7 réflexions au sujet de « Londres, Bruxelles ou Genève ? »

  1. Eh oui cet ex-pays libre fait peur, ca dérape grave, tous les collabos sont de sortie, c’est la chasse aux sorcières planquer votre pognon, ils n’aiment pas les riches c’était annoncé, au dessus de 4000€ mens. (quelle indécence tant d’argent!!!)
    0,3% d’augmentation du smig ca c’est la classe!!! Bientot ca va balancer à tout va, il y aura des récompenses pour les fayots et les donneuses, c’est pas bien d’avoir du talent, c’est pas bien de se défoncer le c… ca va finir dans les stades à la mitrailleuse. Et si tout ca n’était pas des écrans de fumée pour masquer tant d’incompétences sur les sujets importants et agiter Mr Dupont.

    1. Hello Prince Biker ! ah je reconnais bien ton indignation,
      Moi je dis tout comme toi QUE C’EST UNE HONTE !!!
      Allez haut les cœurs, bonnes fêtes, gros baisers

  2. meme degout pour Tirebouchon… mes potes post-Maoistes, specialistes de la manipulation des masses, ont pour la plupart tres bien reussi dans le marketing.

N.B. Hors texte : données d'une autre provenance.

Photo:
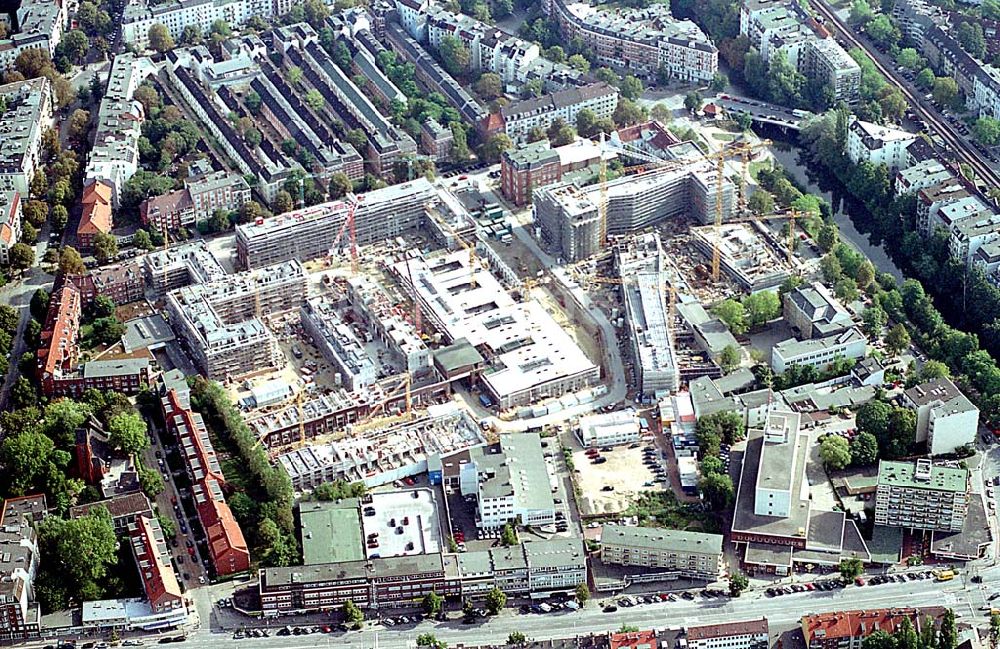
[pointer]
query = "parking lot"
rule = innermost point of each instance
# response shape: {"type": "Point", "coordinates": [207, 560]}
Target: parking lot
{"type": "Point", "coordinates": [610, 478]}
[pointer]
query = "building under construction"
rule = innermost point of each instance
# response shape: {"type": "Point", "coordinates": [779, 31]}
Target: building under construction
{"type": "Point", "coordinates": [642, 266]}
{"type": "Point", "coordinates": [312, 232]}
{"type": "Point", "coordinates": [524, 353]}
{"type": "Point", "coordinates": [745, 254]}
{"type": "Point", "coordinates": [220, 322]}
{"type": "Point", "coordinates": [569, 218]}
{"type": "Point", "coordinates": [384, 455]}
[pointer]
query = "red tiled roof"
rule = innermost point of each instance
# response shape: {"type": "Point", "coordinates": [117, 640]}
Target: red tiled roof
{"type": "Point", "coordinates": [727, 629]}
{"type": "Point", "coordinates": [59, 349]}
{"type": "Point", "coordinates": [858, 624]}
{"type": "Point", "coordinates": [96, 216]}
{"type": "Point", "coordinates": [634, 640]}
{"type": "Point", "coordinates": [151, 555]}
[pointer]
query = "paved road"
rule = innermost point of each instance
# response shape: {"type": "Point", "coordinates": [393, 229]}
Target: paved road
{"type": "Point", "coordinates": [782, 612]}
{"type": "Point", "coordinates": [963, 151]}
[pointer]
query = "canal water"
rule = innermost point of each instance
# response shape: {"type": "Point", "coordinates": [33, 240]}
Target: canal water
{"type": "Point", "coordinates": [791, 157]}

  3. Marrant, j’ai exactement l’expérience inverse : je me souviens mais sans tendresse ni amusement d’un cousin et sa femme ouvertement engagé (très) à droite (ils ne peuvent pas se reconnaître car aucun risque qu’ils passent par là) qui déclinaient lors de débats musclés leurs convictions avec fierté, prônant l’ultralibéralisme, l’assurance privée, l’exil fiscal , la science off shore et les îles Caïman, fustigeaient les pauvres, les fonctionnaires, les enseignants, cette atroce société solidaire ou -horreur- on aidait les nécessiteux alors qu’on ponctionnait les riches, et prônaient la société de consommation avec délice et passion. Nous étions à l’aube des années 80, cherchant tous à nous faire une place dans la vie et il faut bien le dire, leur discours et leur arrogance décomplexée face à l’argent ne sonnaient pas comme un exemple à suivre nécessairement.
    Pas de bol pour eux non plus : après avoir  » réussi  » brillamment – socialement s’entend- mon cousin et sa femme perdirent leurs sociétés, leurs capitaux, leur manoir solognot et par la même occasion leurs  » amis » si chers, ce d’ailleurs en toute logique puisque pensant comme eux, les cousins devenus  » pauvres  » n’étaient plus des gens fréquentables….. Vint ensuite la gestion de leur situation personnelle : pendant un temps ils planquèrent leurs défaites et puis le manque de bronzage, les Rolex absentes aux poignets, la chaussure terne et le prêt à porter moyenne gamme remplaçant le sur-mesure, tout ça finit par se voir.
    Sans la confiance des banques plus de prêts, sans prêts pas d’argent et malgré leurs efforts impossible de rebondir réellement, plus de vacances au soleil puis plus de vacances du tout puis plus de logement. Ils trouvèrent refuge chez une sœur de province émus par leur sort. Puis un jour le cousin finit à décrocher un emploi, cachant tant que faire se peut sa situation – honteuse pour lui- de subalterne salarié. Deux ans plus tard suite à une restructuration le voilà au chômage, réalisant brutalement que gourmandise d’actionnaire ne favorisait pas sa situation. Passons sur un divorce ( Madame ayant mal vécu l’infortune de son époux) . Revu récemment par hasard dans un repas de famille où à défaut de chauffeur, sa résignation et sa solitude l’avaient finalement conduit, le voilà discourant amèrement sur cette société, crachant sa haine sur Sarkozy et « cette droite pour qui seule compte l’argent  » (sic)
    Autant vous dire qu’on n’avait même pas envie de rire : non, on a eu pitié, surtout lorsque nous avons appris qu’il a voté à gauche aux dernières élections.

    1. Excellent !
      Merci pour beau développé éclairé de ce contre exemple malgré tout plus triste que le mien car « monter » est toujours plus facile que « descendre », sauf en cas de prise de conscience liée à une révélation subite ou à diverses choses contrôlée par la volonté.